Coiba National Park (CNP) comprises an offshore archipelago of around 35 islands and islets of different areas off the coast of the Panama Pacific. This archipelago was once attached to the Mainland and separated from it around 12,000 ya, creating a barrier for further species colonization. In this study, the herpetological richness, and community assemblages were assessed along four different islands of CNP. Amphibian richness was lower in the islands (maximum five spp.) compared to the mainland (11 spp.); meanwhile, reptile richness was similar between the mainland and Coiba island (21 spp.). The area of the islands was positively correlated with amphibian species richness but not with reptile richness and no effect of distance was found.

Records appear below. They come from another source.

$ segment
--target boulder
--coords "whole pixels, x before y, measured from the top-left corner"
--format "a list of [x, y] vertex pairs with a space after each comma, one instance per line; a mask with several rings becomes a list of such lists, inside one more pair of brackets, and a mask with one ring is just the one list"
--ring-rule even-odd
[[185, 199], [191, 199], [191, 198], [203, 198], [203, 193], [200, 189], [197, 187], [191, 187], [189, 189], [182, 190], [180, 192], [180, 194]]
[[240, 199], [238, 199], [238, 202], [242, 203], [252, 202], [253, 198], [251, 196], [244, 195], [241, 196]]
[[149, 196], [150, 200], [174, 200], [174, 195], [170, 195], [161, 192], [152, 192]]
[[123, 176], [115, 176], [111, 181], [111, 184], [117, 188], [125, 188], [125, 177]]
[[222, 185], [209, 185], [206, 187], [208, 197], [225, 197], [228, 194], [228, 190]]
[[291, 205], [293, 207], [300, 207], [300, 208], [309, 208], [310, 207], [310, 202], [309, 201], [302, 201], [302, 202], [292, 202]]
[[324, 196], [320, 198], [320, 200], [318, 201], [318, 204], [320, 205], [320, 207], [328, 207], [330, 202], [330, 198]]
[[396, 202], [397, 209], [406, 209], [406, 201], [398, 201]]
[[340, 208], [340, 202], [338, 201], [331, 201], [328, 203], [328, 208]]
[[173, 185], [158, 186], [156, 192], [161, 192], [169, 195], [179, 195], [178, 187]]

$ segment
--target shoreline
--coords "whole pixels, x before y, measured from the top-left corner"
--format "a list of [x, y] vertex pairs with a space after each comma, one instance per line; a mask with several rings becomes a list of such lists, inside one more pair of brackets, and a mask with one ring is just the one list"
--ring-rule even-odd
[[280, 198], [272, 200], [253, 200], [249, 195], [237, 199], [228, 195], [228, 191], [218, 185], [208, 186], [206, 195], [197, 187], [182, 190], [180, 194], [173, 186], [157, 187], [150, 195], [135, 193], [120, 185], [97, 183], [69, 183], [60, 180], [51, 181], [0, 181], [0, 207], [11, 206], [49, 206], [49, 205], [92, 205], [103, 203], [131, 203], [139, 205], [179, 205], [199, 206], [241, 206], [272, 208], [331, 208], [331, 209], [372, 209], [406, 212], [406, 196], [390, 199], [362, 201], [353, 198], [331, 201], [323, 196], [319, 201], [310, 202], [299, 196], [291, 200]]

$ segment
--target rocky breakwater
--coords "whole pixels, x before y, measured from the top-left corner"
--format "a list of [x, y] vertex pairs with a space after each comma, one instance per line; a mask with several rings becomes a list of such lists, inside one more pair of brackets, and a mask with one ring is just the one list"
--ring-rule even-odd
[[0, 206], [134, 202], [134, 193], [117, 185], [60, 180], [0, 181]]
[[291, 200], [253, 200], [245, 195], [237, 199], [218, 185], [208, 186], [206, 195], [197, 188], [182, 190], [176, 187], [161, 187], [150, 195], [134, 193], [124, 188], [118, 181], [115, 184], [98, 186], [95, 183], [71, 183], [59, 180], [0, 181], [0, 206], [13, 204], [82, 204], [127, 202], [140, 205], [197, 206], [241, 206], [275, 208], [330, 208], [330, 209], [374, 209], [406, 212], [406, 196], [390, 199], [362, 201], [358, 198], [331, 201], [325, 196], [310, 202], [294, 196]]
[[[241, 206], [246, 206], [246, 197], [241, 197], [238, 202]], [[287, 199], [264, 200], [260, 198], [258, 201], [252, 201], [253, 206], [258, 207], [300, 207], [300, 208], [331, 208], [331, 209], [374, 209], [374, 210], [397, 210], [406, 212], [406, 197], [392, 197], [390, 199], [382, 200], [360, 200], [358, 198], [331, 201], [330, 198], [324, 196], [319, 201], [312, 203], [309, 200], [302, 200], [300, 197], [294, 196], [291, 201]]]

The herpetological communities were less similar between the Mainland and the islands of CNP, possibly reflecting not only dispersal limitations but also specific adaptation to the more pristine habitats of the latest. Based on these results, CNP may harbor a unique herpetological fauna with local adaptations to the habitat, influenced by other elements and past anthropogenic factors that need to be investigated in more detail.

Herpetological Surveys

Surveys were conducted between July 2019 and August 2023 along transects in 18 sites from the Mainland in front of CNP and on four islands of CNP archipelago (Figure 1). The islands surveyed included Canales de Afuera, Rancheria, Coiba, and Jicaron (Table 1). Several field trips occurred each year except for 2020 when only one site was visited (Table 1_SuppInfo).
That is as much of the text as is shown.